An Overview of the Problem Management Practice in ITIL 4

Erika Flora
Written by Erika Flora

Why Problem Management is Important

Great Problem Management can help pull ourselves away from daily firefighting and focus our time — and that of our customers — on more valuable work. Unfortunately, most of us don’t do Problem Management well since we don’t give it the focused attention it deserves. This article will cover the highlights of the ITIL 4 Problem Management practice guide, define some key terminology, review some of the steps we can put in place to ensure this practice works well, and talk through some of the new ideas that have been introduced in ITIL 4.

The Purpose of the Problem Management Practice in ITIL 4

Let’s start with the purpose of Problem Management:

Purpose: To reduce the likelihood and impact of incidents by identifying actual and potential causes of incidents, and managing workarounds and known errors.

The ITIL 4 Practice Guide does a nice job of explaining the need for Problem Management:

“No product or service is perfect. Every product or service has errors or flaws that can cause incidents. Errors may originate in any of the four dimensions of service management. For example, a mistake in a third-party contract is as likely to cause an incident as a component failure. Many errors are identified before a product or service goes live and are then resolved during design, development, or testing. However, some errors will remain undiscovered and will proceed to the live environment, and these may cause incidents. To manage errors that have arisen in the live environment, organizations have developed the Problem Management practice. The practice aims to identify and analyse errors in the organization’s products and minimize their negative impacts on the products or services being provided.”

The errors that cause incidents are called problems:

Problem: A cause, or potential cause, of one or more incidents.

The beauty of good Problem Management is that we have a way to identify, understand, and eliminate these errors in our environment quickly and reliably. That way, they don’t continue to return and plague us and our customers, causing outages and other issues.

What is the Difference Between Problem Management and Incident Management?

In short, the Incident Management practice responds to and resolves incidents (they are focused on addressing the “symptoms”); and they work to get customers up and running again as quickly as possible. The Problem Management practice, however, takes a deeper dive and really tries to understand the underlying error.

Three Phases of the Problem Management Practice in ITIL 4

A new Problem Management concept introduced in ITIL 4 is that of the three general phases of activities we go through in this practice, namely:

 

These phases give a simple way to look at the activities that happen as part of understanding and eliminating problems from our environment, which we will discuss in more detail here.

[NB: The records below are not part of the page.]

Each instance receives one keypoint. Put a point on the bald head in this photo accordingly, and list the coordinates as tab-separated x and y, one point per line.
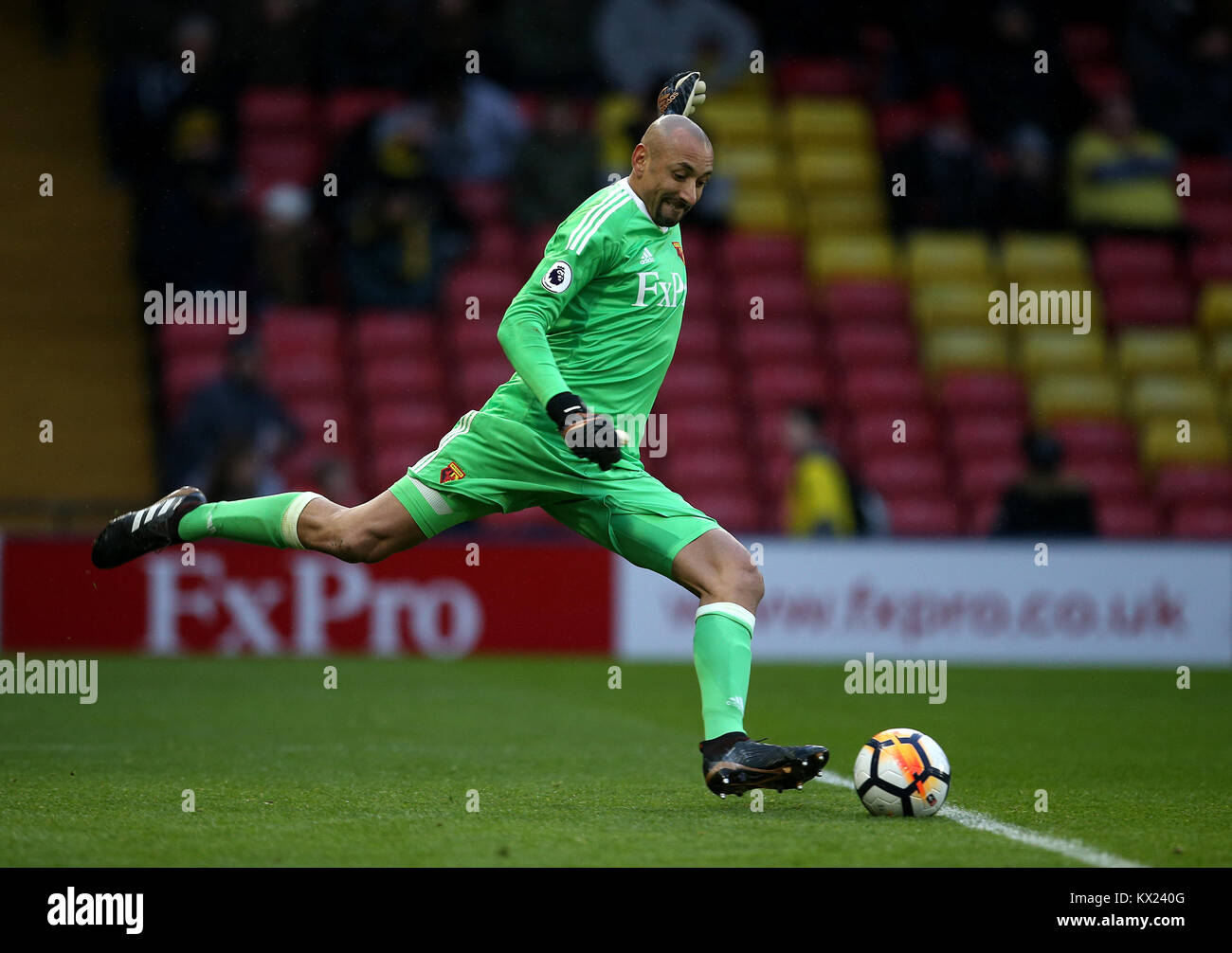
670	168
676	132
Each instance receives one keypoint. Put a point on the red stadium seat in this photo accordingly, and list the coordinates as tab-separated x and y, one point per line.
1200	484
988	476
402	378
906	472
923	516
481	200
1126	518
882	342
1208	176
304	376
818	77
898	122
408	423
762	255
494	288
973	393
1211	218
1211	261
776	341
700	340
878	388
1203	521
862	302
288	333
348	109
702	426
985	435
1087	44
389	333
783	298
278	110
1140	260
1096	440
183	340
1157	303
871	434
780	386
480	377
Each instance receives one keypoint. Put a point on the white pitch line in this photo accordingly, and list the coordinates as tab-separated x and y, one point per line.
973	818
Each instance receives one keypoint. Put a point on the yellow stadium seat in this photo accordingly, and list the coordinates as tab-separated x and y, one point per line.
836	171
1158	395
1058	397
730	122
752	165
1159	444
1140	351
829	122
763	209
1215	305
940	304
853	258
965	349
949	256
1045	261
855	212
1221	356
1055	350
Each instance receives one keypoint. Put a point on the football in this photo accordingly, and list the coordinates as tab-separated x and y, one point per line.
902	773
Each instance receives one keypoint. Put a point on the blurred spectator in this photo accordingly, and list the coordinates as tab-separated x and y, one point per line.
1029	189
1043	501
1181	58
398	247
278	42
475	126
1121	175
641	42
287	253
234	416
824	497
950	180
541	41
557	165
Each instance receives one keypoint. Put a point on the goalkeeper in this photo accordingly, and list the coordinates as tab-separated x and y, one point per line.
590	336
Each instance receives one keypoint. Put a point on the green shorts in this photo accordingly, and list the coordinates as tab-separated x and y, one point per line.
488	464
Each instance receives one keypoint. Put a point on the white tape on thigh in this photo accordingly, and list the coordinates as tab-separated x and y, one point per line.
734	612
291	518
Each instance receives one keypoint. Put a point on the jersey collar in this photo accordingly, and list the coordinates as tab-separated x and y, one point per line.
641	205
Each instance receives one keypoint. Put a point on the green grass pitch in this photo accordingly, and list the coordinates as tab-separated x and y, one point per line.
571	772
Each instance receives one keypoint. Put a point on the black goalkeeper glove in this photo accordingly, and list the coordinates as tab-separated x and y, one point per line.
590	436
684	93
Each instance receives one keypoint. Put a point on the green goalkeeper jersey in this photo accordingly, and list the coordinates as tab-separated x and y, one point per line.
599	316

Phase 1 of the Problem Management Practice in ITIL 4: Problem Identification

In this first phase, we are performing reactive activities like addressing recurring incidents to get at the underlying cause and try to get it resolved. Other reactive Problem Management activities may include:

  • Logging, categorizing, prioritizing, and assigning problem records and linking them to related incident records (as parent/child tickets)
  • Understanding incident symptoms and using that information to determine causality
  • Using correlation tools and people’s knowledge to identify cause

Most organizations tend to do a decent job here. In the Problem Identification phase, however, we should also be looking for ways to do proactive Problem Management, which prevents incidents from happening in the first place. Here, we tend not to do quite as well. Proactive Problem Management activities may include:

  • Working with development teams to understand errors, and making adjustments (implementing workarounds, etc.) to lessen the chances and/or the impact of errors or bugs on customers
  • Working with vendors in the same manner as above
  • Performing trend analysis on incident reports over a period of time.
  • Monitoring infrastructure to identify trends, yet-to-be-experienced or reported issues, etc.
  • Identifying ways to prevent future, recurring incidents

The more we can stay on top of problems in the Problem Identification phase and find a balance of reactive and proactive Problem Management activities, the better off we will be.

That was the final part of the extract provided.